She glanced shyly at Teddy to see whether he was taking her remarks impersonally or as addressed to himself.
He was smiling, so she edged a little nearer and smiled back.
“People aren’t kind to Bones,” she said; “they throw things at him. He’s such a coward; people only respect dogs when they bite. You shouldn’t be so nice; you really shouldn’t, Bones.” And then, significantly: “If you’re too nice to strangers at first, you aren’t valued.”
Teddy laughed softly. “So that was why you bit me this morning, Princess, after I’d got up so early and waited for you?”
She tossed her curls and lowered her eyes. “Did I bite? For the fun of it, I’m always being cross like that. I’m even cross to my mother—my beautiful mother. She’s the darlingest mother in the world.”
Teddy closed his book and leant out, bridging the distance. “Is she? Where is she now?”
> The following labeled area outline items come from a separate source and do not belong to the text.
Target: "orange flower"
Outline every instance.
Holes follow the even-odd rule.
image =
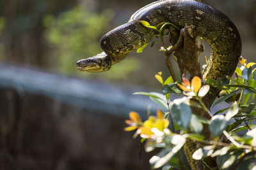
[[[201,88],[201,79],[198,76],[195,76],[192,79],[191,84],[192,90],[196,94],[199,91],[199,89]]]
[[[129,117],[130,120],[125,120],[125,123],[130,126],[124,129],[125,131],[131,131],[135,130],[142,124],[141,118],[137,112],[131,111],[129,113]]]
[[[186,96],[196,96],[202,86],[201,79],[196,76],[192,79],[191,83],[185,77],[182,77],[182,85],[177,84],[177,85],[183,90],[184,94]]]
[[[239,62],[241,64],[245,66],[245,65],[246,64],[246,59],[244,59],[244,57],[243,57],[242,56],[241,56]]]

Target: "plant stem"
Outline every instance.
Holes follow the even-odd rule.
[[[211,117],[212,117],[212,114],[211,114],[211,111],[205,106],[205,105],[204,104],[204,102],[201,100],[201,98],[200,98],[199,97],[196,97],[196,100],[198,101],[199,101],[200,104],[202,105],[202,106],[203,106],[204,110]]]

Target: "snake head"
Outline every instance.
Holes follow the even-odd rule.
[[[77,61],[77,69],[88,72],[102,72],[109,70],[112,65],[111,59],[105,52],[102,52],[92,57]]]

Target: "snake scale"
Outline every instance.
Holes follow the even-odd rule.
[[[100,72],[123,60],[129,53],[148,43],[156,32],[140,23],[148,22],[157,26],[168,22],[179,27],[194,25],[196,33],[211,45],[212,54],[203,71],[203,78],[217,79],[231,76],[241,53],[239,33],[223,13],[193,0],[162,0],[148,4],[135,12],[127,23],[104,34],[100,39],[103,52],[77,62],[80,71]]]
[[[77,61],[78,69],[89,72],[108,71],[130,52],[148,43],[156,32],[144,27],[140,24],[141,20],[147,21],[154,26],[163,22],[171,22],[180,28],[185,24],[195,25],[196,34],[212,48],[211,55],[203,71],[203,78],[218,79],[234,73],[242,48],[236,27],[221,11],[194,0],[162,0],[143,7],[131,16],[128,22],[104,34],[100,43],[104,52]],[[215,92],[212,96],[216,94]],[[188,152],[192,152],[189,146],[185,147],[185,150],[186,148]],[[193,159],[190,160],[193,161]],[[193,162],[190,165],[195,169]]]

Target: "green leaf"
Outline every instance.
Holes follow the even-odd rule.
[[[149,97],[149,98],[156,104],[163,106],[167,110],[168,110],[168,106],[165,101],[163,101],[162,99],[160,99],[159,98],[156,98],[154,97]]]
[[[156,74],[155,78],[160,82],[160,83],[161,83],[162,85],[163,84],[164,81],[163,80],[162,76],[159,74]]]
[[[174,159],[175,160],[173,160]],[[165,164],[162,168],[162,170],[172,170],[172,169],[180,169],[179,162],[177,160],[177,159],[175,158],[174,157],[173,157],[171,159],[170,161],[166,164]]]
[[[148,43],[143,45],[141,47],[140,47],[137,49],[137,53],[142,53],[143,52],[143,49],[148,45]]]
[[[204,157],[210,156],[214,150],[214,146],[206,146],[199,148],[193,153],[193,158],[195,160],[200,160]]]
[[[256,169],[256,159],[253,155],[244,158],[239,164],[236,170],[254,170]]]
[[[230,92],[230,94],[228,94],[228,95],[225,96],[224,97],[220,98],[220,99],[218,99],[216,102],[214,103],[214,104],[212,105],[212,106],[214,106],[215,105],[216,105],[217,104],[219,104],[223,101],[224,101],[225,100],[226,100],[227,99],[229,98],[230,97],[232,96],[234,94],[236,94],[238,90],[239,90],[239,89],[236,90],[235,91],[233,91],[232,92]]]
[[[250,66],[253,66],[255,64],[256,64],[255,62],[249,62],[248,64],[246,64],[246,67],[248,68]]]
[[[228,112],[227,112],[225,116],[226,120],[228,121],[231,118],[237,114],[239,110],[238,104],[236,102],[234,102],[231,106],[231,108],[228,110]]]
[[[213,136],[219,136],[226,129],[227,122],[223,115],[216,115],[211,119],[210,131]]]
[[[150,25],[148,22],[145,20],[140,20],[140,22],[145,27],[147,27],[148,26]]]
[[[172,150],[172,147],[163,149],[149,160],[149,163],[154,169],[163,166],[175,155],[175,153]]]
[[[242,71],[241,70],[241,69],[239,67],[236,67],[235,72],[238,76],[242,76]]]
[[[151,28],[151,29],[156,29],[156,31],[159,31],[158,29],[155,27],[155,26],[152,26],[150,25],[150,24],[145,20],[140,20],[140,22],[144,26],[148,28]]]
[[[165,47],[164,46],[161,46],[161,47],[160,47],[160,50],[159,50],[159,52],[166,52],[167,50],[166,50],[166,48],[165,48]]]
[[[227,85],[229,84],[230,80],[228,79],[227,77],[221,77],[217,81],[217,82],[221,85],[221,87]]]
[[[164,85],[168,85],[173,83],[174,83],[173,79],[172,78],[172,76],[170,76],[164,81]]]
[[[244,68],[242,71],[242,76],[245,80],[249,81],[251,78],[252,72],[252,67],[250,66],[249,68]]]
[[[231,146],[225,146],[220,150],[217,150],[212,154],[211,155],[212,157],[216,156],[221,156],[226,154],[230,149]]]
[[[157,94],[157,93],[156,93],[156,92],[135,92],[133,94],[147,96],[159,98],[160,99],[162,99],[161,98],[161,97],[159,97],[159,96],[161,96],[160,95],[161,95],[161,94]]]
[[[228,152],[225,155],[217,157],[217,164],[220,169],[228,169],[243,153],[243,151]]]
[[[184,129],[186,129],[191,117],[191,109],[184,101],[179,102],[179,99],[173,101],[171,108],[171,114],[175,122]]]
[[[195,133],[200,133],[203,130],[203,125],[194,114],[192,114],[190,119],[189,127]]]
[[[248,126],[251,128],[254,127],[255,125],[248,125]],[[239,132],[241,131],[244,131],[244,130],[248,130],[248,127],[246,125],[241,125],[239,127],[237,127],[235,129],[233,129],[232,131],[230,132]]]
[[[158,40],[154,41],[151,43],[150,47],[152,47],[153,46],[154,46],[157,42],[158,42]]]
[[[254,78],[254,81],[256,82],[256,71],[254,71],[253,78]]]
[[[237,127],[237,126],[241,125],[241,124],[242,124],[244,121],[248,121],[250,120],[255,120],[255,118],[254,117],[246,117],[246,118],[242,118],[241,120],[237,120],[236,122],[235,122],[227,126],[227,131],[230,132],[230,131],[232,131],[236,127]]]
[[[182,93],[182,92],[180,90],[180,89],[178,88],[178,86],[175,83],[171,83],[164,85],[163,87],[162,92],[163,94],[180,94]]]
[[[204,136],[199,134],[186,134],[186,136],[197,141],[201,141],[204,139]]]
[[[163,36],[170,36],[170,34],[171,33],[171,31],[167,32]]]
[[[229,109],[230,108],[224,108],[224,109],[221,109],[219,111],[218,111],[217,112],[216,112],[214,114],[213,114],[214,116],[215,116],[216,115],[218,114],[218,113],[223,113],[224,111],[225,111],[226,110],[227,110],[228,109]]]
[[[251,111],[256,106],[255,103],[251,103],[249,105],[241,106],[241,110],[239,111],[240,113],[245,113],[246,114],[250,114]]]
[[[199,97],[204,97],[205,96],[210,90],[210,86],[209,85],[205,85],[202,87],[198,92],[198,96]]]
“I don’t know, only—only I know I want her. Don’t get afraid; I never cry. P’raps she’s in America. He says that she’ll come to me here, but I don’t believe him.” Suddenly with a gesture that was all tenderness, she slipped out her hand. “I was so lonely till you came. Together we may find her. I’m going to have a little girl myself one day, and I know I should cry and cry if I lost her.”
“You’d have to get married first. When I was very little, I once——”
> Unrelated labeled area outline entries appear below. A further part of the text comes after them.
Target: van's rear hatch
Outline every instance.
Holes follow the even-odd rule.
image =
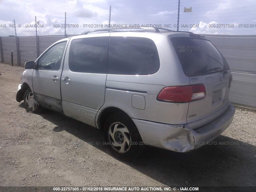
[[[186,35],[170,36],[170,39],[190,84],[205,87],[205,97],[189,103],[187,122],[198,121],[192,124],[195,128],[217,118],[227,105],[231,74],[226,60],[210,41],[198,35]]]

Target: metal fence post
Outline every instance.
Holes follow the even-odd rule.
[[[2,38],[0,37],[0,56],[1,57],[1,61],[4,62],[4,56],[3,54],[3,46],[2,44]]]
[[[17,65],[20,65],[20,56],[19,51],[19,42],[18,37],[17,36],[17,32],[16,31],[16,24],[15,24],[15,20],[14,20],[13,21],[14,23],[14,27],[15,27],[15,37],[16,37],[16,50],[17,52]]]
[[[37,35],[37,21],[36,21],[36,16],[35,16],[35,21],[36,21],[36,58],[39,56],[39,46],[38,46],[38,36]]]
[[[11,52],[11,62],[12,66],[13,66],[13,52]]]

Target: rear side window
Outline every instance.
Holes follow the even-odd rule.
[[[149,75],[159,69],[159,58],[154,42],[147,38],[110,37],[108,73]]]
[[[212,73],[229,68],[223,56],[209,41],[191,38],[170,39],[187,76]]]
[[[70,70],[106,74],[109,40],[109,37],[100,37],[73,40],[68,58]]]

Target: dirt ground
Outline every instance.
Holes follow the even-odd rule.
[[[236,108],[208,145],[179,153],[148,147],[122,162],[100,130],[61,114],[26,112],[24,69],[0,63],[0,186],[256,186],[256,112]]]

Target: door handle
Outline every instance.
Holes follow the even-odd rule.
[[[52,79],[55,82],[59,80],[59,78],[57,77],[57,76],[56,75],[54,75],[53,77],[52,77]]]
[[[70,82],[70,80],[69,79],[68,77],[66,77],[65,78],[63,78],[62,79],[62,81],[64,81],[66,83],[68,83],[68,82]]]

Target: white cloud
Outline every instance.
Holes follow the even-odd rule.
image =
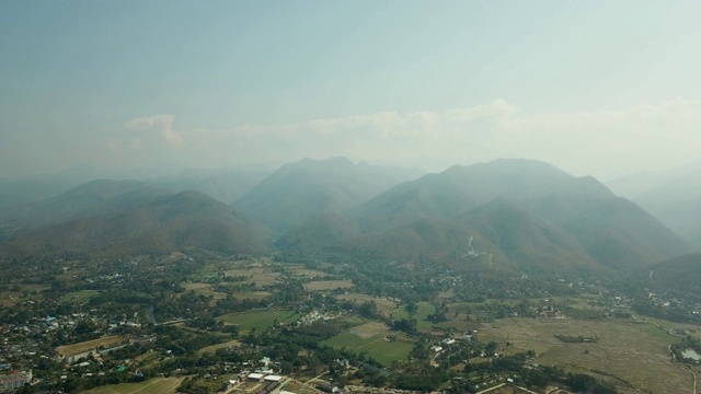
[[[173,115],[157,115],[131,119],[125,123],[125,127],[129,130],[143,131],[157,130],[161,132],[164,141],[177,147],[183,144],[183,138],[173,129]],[[139,141],[140,144],[140,141]]]
[[[497,100],[443,113],[378,112],[180,132],[173,129],[173,120],[172,115],[160,115],[125,126],[160,131],[171,147],[161,149],[187,146],[186,152],[177,152],[189,165],[346,155],[438,170],[496,158],[531,158],[576,175],[607,177],[680,164],[701,151],[701,102],[680,99],[617,111],[530,114]],[[131,146],[146,149],[141,139]]]

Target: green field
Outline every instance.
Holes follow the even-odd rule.
[[[404,306],[401,306],[397,311],[394,311],[394,313],[392,313],[392,318],[401,320],[413,317],[416,318],[416,328],[422,331],[430,328],[433,323],[426,320],[426,317],[428,317],[429,314],[436,312],[436,306],[432,305],[428,302],[417,302],[416,306],[416,313],[414,313],[413,315],[410,315],[409,312],[406,312],[406,309],[404,309]]]
[[[67,294],[65,294],[64,297],[61,297],[58,302],[59,303],[85,303],[88,302],[91,298],[97,296],[100,292],[97,290],[80,290],[80,291],[72,291],[69,292]]]
[[[294,323],[301,315],[295,311],[248,311],[229,313],[218,320],[227,324],[235,324],[241,333],[248,333],[251,329],[262,331],[272,327],[275,321],[279,323]]]
[[[387,336],[394,334],[398,340],[389,341]],[[356,352],[365,351],[369,357],[384,366],[393,361],[404,360],[412,350],[413,344],[405,337],[389,329],[384,324],[370,322],[350,327],[333,338],[322,341],[322,345],[342,348],[346,347]]]
[[[204,348],[197,350],[197,355],[202,356],[205,352],[214,354],[218,349],[223,349],[223,348],[228,348],[228,347],[232,347],[232,346],[238,347],[240,345],[241,345],[240,340],[235,340],[235,339],[234,340],[229,340],[229,341],[226,341],[226,343],[222,343],[222,344],[217,344],[217,345],[211,345],[211,346],[204,347]]]
[[[173,394],[184,378],[157,378],[141,383],[120,383],[95,387],[88,394]]]

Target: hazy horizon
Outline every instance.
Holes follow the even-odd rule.
[[[701,3],[3,2],[0,176],[697,160]]]

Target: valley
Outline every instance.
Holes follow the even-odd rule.
[[[0,364],[27,393],[696,390],[701,260],[637,206],[541,162],[354,165],[5,210]]]

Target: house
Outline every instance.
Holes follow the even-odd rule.
[[[10,374],[0,375],[0,392],[10,392],[23,387],[32,381],[32,370],[12,371]]]
[[[279,383],[279,382],[283,381],[283,379],[284,378],[280,376],[280,375],[267,375],[267,376],[263,378],[264,381],[271,382],[271,383],[273,383],[273,382]]]

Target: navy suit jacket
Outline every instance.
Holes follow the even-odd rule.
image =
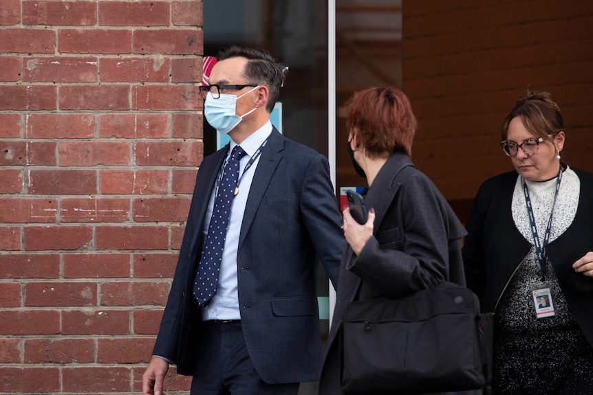
[[[202,323],[192,297],[204,221],[228,146],[204,158],[153,354],[196,369]],[[269,383],[316,380],[321,343],[316,295],[319,257],[337,286],[345,241],[327,159],[274,128],[255,169],[237,256],[237,288],[249,355]]]

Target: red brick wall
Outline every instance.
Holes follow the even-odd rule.
[[[471,202],[486,178],[512,170],[499,131],[528,87],[563,111],[563,160],[593,171],[593,3],[404,0],[402,14],[413,159],[448,199]]]
[[[141,392],[202,157],[202,5],[0,1],[0,394]]]

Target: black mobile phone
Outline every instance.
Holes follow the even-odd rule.
[[[348,207],[350,214],[357,223],[360,225],[367,223],[367,207],[365,207],[365,198],[363,195],[354,191],[346,191],[348,198]]]

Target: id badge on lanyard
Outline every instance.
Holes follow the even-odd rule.
[[[556,315],[554,311],[554,300],[550,284],[541,282],[531,286],[531,295],[535,316],[537,318],[552,317]]]
[[[533,214],[533,208],[531,206],[531,199],[529,198],[529,191],[527,184],[523,180],[523,190],[525,193],[525,202],[527,205],[527,212],[529,214],[529,223],[531,225],[531,232],[533,234],[533,242],[535,247],[535,253],[537,255],[537,260],[539,262],[541,273],[541,282],[535,284],[531,286],[531,295],[533,306],[535,308],[535,316],[537,318],[552,317],[556,315],[554,311],[554,300],[552,293],[552,284],[546,282],[546,267],[548,263],[548,256],[546,253],[546,246],[550,241],[550,233],[552,229],[552,216],[554,214],[554,206],[556,205],[556,198],[558,197],[558,191],[560,190],[560,181],[562,179],[562,167],[558,170],[558,178],[556,183],[556,192],[554,194],[554,202],[552,204],[552,211],[550,213],[550,219],[548,221],[548,226],[543,236],[543,242],[539,242],[537,236],[537,228],[535,226],[535,217]]]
She interrupted. “Oh, no! Ladies don’t have to. When they want babies, they speak to God about it. I know because—— Is your mother married?”
“Yes, my mother’s married. My father paints pictures.”
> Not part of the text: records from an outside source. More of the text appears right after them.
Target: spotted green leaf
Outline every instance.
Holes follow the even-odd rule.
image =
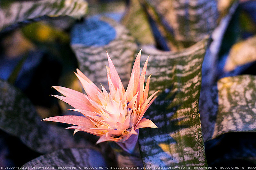
[[[205,141],[225,133],[256,131],[256,77],[222,78],[203,89],[199,108]]]
[[[41,121],[35,108],[19,90],[0,80],[0,129],[19,137],[31,149],[42,153],[88,145],[64,128]]]
[[[108,51],[124,86],[128,85],[132,64],[138,47],[124,26],[114,20],[97,16],[74,27],[71,46],[79,68],[98,87],[108,87],[105,65]]]
[[[21,166],[21,168],[20,169],[38,169],[39,167],[43,167],[53,169],[105,169],[107,166],[99,151],[86,147],[56,151],[41,156],[26,163]]]
[[[143,48],[141,61],[150,54],[147,72],[152,74],[149,93],[161,90],[144,116],[158,128],[140,129],[145,166],[207,165],[198,109],[207,44],[204,39],[176,52]]]
[[[9,30],[22,22],[27,23],[45,16],[80,18],[87,11],[87,4],[84,0],[1,1],[0,31]]]
[[[256,35],[235,44],[231,48],[225,64],[227,71],[256,60]]]

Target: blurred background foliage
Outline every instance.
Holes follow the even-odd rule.
[[[228,91],[229,93],[228,94],[235,94],[235,96],[232,98],[231,95],[228,95],[227,100],[231,101],[230,103],[234,108],[231,107],[232,109],[227,114],[238,113],[241,110],[245,112],[244,108],[239,110],[240,108],[235,108],[240,104],[233,99],[236,96],[242,98],[246,95],[242,92],[239,93],[240,92],[238,90],[236,93],[232,93],[236,90],[230,87],[234,85],[242,84],[250,79],[250,82],[244,83],[244,89],[243,90],[246,92],[252,89],[252,92],[256,92],[255,84],[252,83],[255,82],[254,77],[248,78],[240,76],[242,77],[237,77],[238,80],[236,78],[223,79],[244,74],[256,75],[255,69],[256,1],[183,1],[179,0],[0,1],[0,79],[1,80],[0,86],[2,91],[2,93],[0,93],[1,96],[0,102],[2,105],[0,105],[2,114],[0,119],[2,122],[0,126],[2,129],[0,131],[0,166],[21,166],[41,155],[49,153],[49,151],[52,149],[48,148],[45,152],[42,151],[43,149],[35,149],[40,147],[35,146],[36,144],[27,142],[28,140],[24,139],[31,137],[25,135],[33,133],[32,132],[26,132],[24,130],[24,132],[18,132],[13,129],[8,130],[7,127],[10,124],[3,123],[3,120],[9,117],[5,116],[6,113],[15,112],[17,114],[21,112],[22,106],[17,104],[20,102],[19,99],[26,97],[29,99],[30,101],[28,101],[27,103],[26,101],[26,103],[34,106],[26,109],[27,112],[24,111],[22,114],[27,115],[30,115],[28,113],[33,113],[33,114],[31,115],[33,115],[31,116],[37,118],[35,118],[36,120],[40,121],[41,119],[53,116],[78,114],[67,110],[71,107],[66,103],[49,97],[50,94],[58,94],[51,87],[53,85],[60,85],[82,92],[80,83],[73,73],[76,68],[79,68],[97,85],[101,83],[106,85],[104,86],[106,87],[107,82],[105,75],[106,74],[103,69],[104,66],[108,64],[105,57],[106,50],[112,58],[123,83],[127,85],[130,74],[130,68],[132,65],[134,56],[141,47],[143,47],[143,49],[148,49],[144,55],[152,54],[154,56],[155,54],[156,58],[157,56],[164,57],[166,55],[175,58],[176,57],[173,56],[176,54],[188,56],[188,58],[189,55],[193,55],[191,51],[198,52],[194,51],[193,49],[201,47],[200,43],[197,43],[209,35],[210,38],[206,49],[203,52],[204,55],[205,52],[206,54],[203,63],[201,93],[199,107],[205,149],[199,151],[203,153],[203,157],[205,152],[210,166],[255,166],[256,137],[253,132],[244,132],[255,131],[254,126],[252,128],[248,127],[250,127],[250,123],[253,125],[255,124],[253,121],[256,120],[254,118],[256,116],[254,115],[255,111],[253,110],[251,113],[254,119],[250,121],[251,122],[246,121],[239,124],[240,123],[236,122],[239,119],[234,117],[235,115],[228,117],[221,110],[218,111],[218,107],[225,106],[225,103],[227,103],[225,101],[218,103],[218,100],[221,101],[221,92]],[[191,47],[192,46],[194,46]],[[202,50],[206,48],[205,46],[202,47],[200,48]],[[168,53],[170,51],[170,53]],[[196,55],[204,55],[199,52]],[[200,58],[196,56],[195,57],[202,59],[202,61],[200,60],[195,64],[198,64],[201,68],[202,57],[200,57]],[[153,65],[156,61],[151,61]],[[174,59],[172,61],[174,64],[175,64],[175,62],[181,65],[189,64],[188,63],[186,63],[188,62],[185,59],[179,61]],[[166,68],[171,65],[169,65],[169,63],[166,64]],[[125,67],[125,69],[123,69]],[[178,74],[175,71],[176,69],[175,67],[170,68],[174,69],[174,73],[172,74],[174,75]],[[199,79],[201,81],[201,72],[199,71],[198,74],[200,78]],[[172,75],[166,76],[173,77]],[[228,83],[225,84],[226,80]],[[6,85],[2,81],[8,82],[9,84]],[[167,81],[164,81],[162,85],[167,83]],[[154,80],[153,82],[154,83]],[[174,84],[174,83],[168,82],[170,84]],[[225,86],[223,85],[225,84],[228,85]],[[156,85],[159,89],[162,89],[161,85]],[[19,90],[13,90],[14,87]],[[243,86],[241,87],[243,89]],[[247,89],[245,89],[246,87]],[[200,88],[197,89],[197,91],[200,91]],[[23,95],[23,97],[18,94],[20,92],[12,92],[16,90],[22,92],[22,94],[20,96]],[[13,95],[10,97],[10,99],[14,98],[16,100],[12,102],[7,101],[4,97],[8,97],[4,95],[7,94],[6,92]],[[220,93],[219,94],[218,92]],[[173,96],[170,97],[170,95],[167,94],[166,96],[164,94],[161,96],[165,100],[167,98],[171,101],[176,97],[172,94]],[[181,96],[179,96],[181,97]],[[223,97],[225,97],[225,96]],[[246,100],[244,102],[246,103],[244,108],[250,104],[253,106],[250,107],[250,109],[255,109],[256,96],[253,97],[251,100],[246,100]],[[205,102],[206,104],[205,104]],[[5,109],[8,107],[7,106],[9,107],[11,105],[10,103],[15,109],[9,108],[7,112]],[[223,107],[223,110],[225,110],[225,106]],[[173,109],[175,110],[175,108],[172,109]],[[249,114],[249,113],[248,111],[246,114]],[[214,113],[217,115],[217,115],[214,115]],[[198,117],[199,119],[199,115],[195,113],[195,116]],[[13,115],[16,116],[15,114]],[[11,116],[9,119],[13,118]],[[30,116],[28,117],[31,118]],[[177,116],[178,117],[179,116]],[[224,120],[225,116],[227,117],[227,120],[221,119]],[[16,119],[13,119],[16,120],[15,121],[17,121],[17,122],[13,122],[21,123],[19,116],[16,117]],[[22,120],[23,117],[20,117],[20,120]],[[216,119],[218,117],[221,118]],[[228,119],[234,120],[237,123],[235,125],[237,126],[236,127],[239,128],[232,130],[224,130],[223,127],[221,130],[216,129],[216,127],[218,127],[218,123],[226,123]],[[220,120],[215,124],[215,119]],[[224,122],[224,121],[226,122]],[[29,122],[32,122],[29,121],[28,124],[32,123]],[[38,127],[36,128],[38,129],[43,129],[42,127],[46,126],[35,121],[33,124],[36,125],[35,127]],[[208,126],[209,122],[213,126],[205,126],[205,125]],[[200,125],[200,121],[196,123]],[[228,126],[230,125],[228,123],[227,125]],[[63,135],[62,133],[66,132],[59,129],[55,129],[55,128],[53,127],[54,126],[51,126],[52,125],[47,128],[53,129],[53,131],[56,134],[62,134],[65,137],[63,139],[73,137],[72,133]],[[67,127],[66,125],[58,125],[62,129]],[[212,132],[213,129],[214,132]],[[201,127],[198,130],[201,131]],[[230,131],[244,132],[222,134]],[[214,135],[211,133],[212,132]],[[35,135],[33,136],[40,139],[39,141],[44,141],[50,136],[49,134],[44,133],[41,135],[41,131],[38,133],[38,135],[40,137]],[[116,161],[118,161],[118,159],[115,159],[114,158],[118,157],[118,155],[115,155],[114,151],[108,145],[101,144],[96,147],[94,144],[97,137],[83,133],[77,134],[79,137],[76,137],[76,141],[70,139],[71,142],[68,144],[68,142],[60,142],[60,144],[51,142],[51,144],[53,144],[54,146],[53,148],[54,149],[52,149],[81,146],[86,144],[87,146],[91,146],[92,148],[98,150],[98,152],[100,152],[109,165],[115,165],[117,163]],[[199,135],[202,136],[201,134]],[[25,136],[26,137],[24,137]],[[182,136],[180,139],[185,139],[183,137],[185,138]],[[85,139],[86,142],[82,140],[81,142],[81,138]],[[199,138],[198,141],[203,140],[202,137]],[[194,145],[194,142],[196,143],[195,141],[191,142],[193,143],[191,144]],[[41,144],[41,142],[38,143]],[[142,143],[141,142],[141,144]],[[42,144],[42,145],[48,144],[47,143],[44,143],[44,145]],[[204,147],[203,143],[199,145],[203,148]],[[165,151],[164,147],[162,148],[164,151]],[[143,147],[142,148],[141,151],[143,149]],[[60,152],[62,154],[68,152],[60,151],[57,152]],[[94,153],[88,152],[90,153],[89,154]],[[146,154],[142,152],[143,157],[147,157]],[[47,159],[47,155],[45,155],[40,159]],[[168,164],[169,163],[167,163],[167,161],[163,161],[163,164],[165,164],[159,163],[159,165],[188,165],[187,164],[189,162],[182,163],[185,164],[182,165],[172,164],[172,163]],[[191,161],[192,163],[189,164],[196,165],[195,162],[199,163],[196,160],[195,162],[193,161]],[[206,162],[204,160],[199,162],[200,163],[206,164],[204,163]],[[150,165],[145,162],[144,161],[144,165]],[[90,165],[95,163],[92,163]]]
“Is it nice to have a father?”
“Very nice. Just as nice as to have a mother, only in another way.”
“Do—do all boys have fathers?”
“Why, yes. And all girls.”
“They don’t. I’ve asked my beautiful mother about it so often, because I——”
She fell silent, gazing straight before her with the cloud of thought in her eyes. Bones, sprawling across her lap, licked her hand to attract her attention; she drew her hand away, but took no other notice. The brook bubbled past her feet; its murmurous monologue emphasized her silence. Through lichened trees the farmhouse glowed red. In and out the shadows the sunshine danced like a gold-haired child.
“If fathers are really nice,” she sighed wistfully, “p’raps I ought to have a father for my little girl. When we’re both growed up, I might ask you. Would you be her father, per—perhaps?”
Stretched at her side, he glanced up to see the mischief creep about the edges of her mouth. But her face was no longer elfin; it was earnest and troubled with things beyond her knowledge. When she looked like that she seemed older than twelve—almost the same age as himself; there were so many things that he, too, could not understand. He reflected that they both were very like Bones with their easily damped enthusiasm. A wave of pity swept through him; she was so slight, so dainty, so unprotected. He forgot his pigeons; he forgot everything that had happened before meeting her. He felt that of all things in the world, were he given the choice, he would ask that she might be his sister. Stooping his head, he kissed the white petal of a hand where it lay unfolded in the grass.
She looked down at him quietly. “My darling mother would say, ’You mustn’t let boys do that.’ But I expect she would let you do it. Do you—do you think I’m an odd child? Every one says I am.”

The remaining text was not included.